Although Johns Hopkins is most noteworthy as a pioneer in graduate education, Gilman also introduced innovations at the collegiate level, including rigorous admissions standards, more demanding than those of the leading collegiate institutions of the day, Yale and Harvard. Because students matriculated with the equivalent of a year or two of collegiate study already completed, it generally took them only three years to fulfill the requirements for an undergraduate degree; it was not until 1907 that Hopkins formally moved to a regular four-year program.

One of Gilman's last achievements was securing the gift of the Homewood Campus, which was formally presented on February 22, 1902, when Ira Remsen was inaugurated as second president. Remsen planned the move of the undergraduate, graduate and extension schools from downtown, and the inauguration of the University's third president, Frank J. Goodnow, in May 1915 coincided with the dedication of the two first major buildings: Gilman and Maryland Halls. Another of Remsen's major accomplishments was obtaining aid from the state of Maryland to establish a School of Engineering, which welcomed its first class in 1914. In 1907, also during Remsen's administration, the trustees approved the admission of women to graduate study. It was not until 1970, however, that the University admitted women to the undergraduate schools.

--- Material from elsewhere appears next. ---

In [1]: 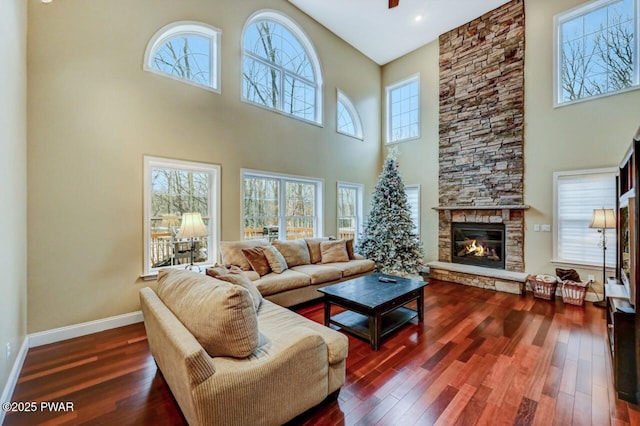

While Hopkins enjoyed a decade of prosperity and growth in the 1920s, the Depression years and the presidency of Joseph S. Ames were spent battling a growing deficit. In 1935, however, Isaiah Bowman began his presidency with a renewed (and very successful) fundraising effort and plans to improve the quality of research and education. The Second World War soon transformed the University. Classes were held year round to graduate as many students as possible, faculty not serving in the military were forced to carry overloaded teaching schedules, and many of the scientists on campus were engaged in military research, including the Manhattan Project. Even President Bowman was actively involved in the war effort, serving the State Department and participating in the Dumbarton Oaks Conference, where proposals for the United Nations charter were drafted.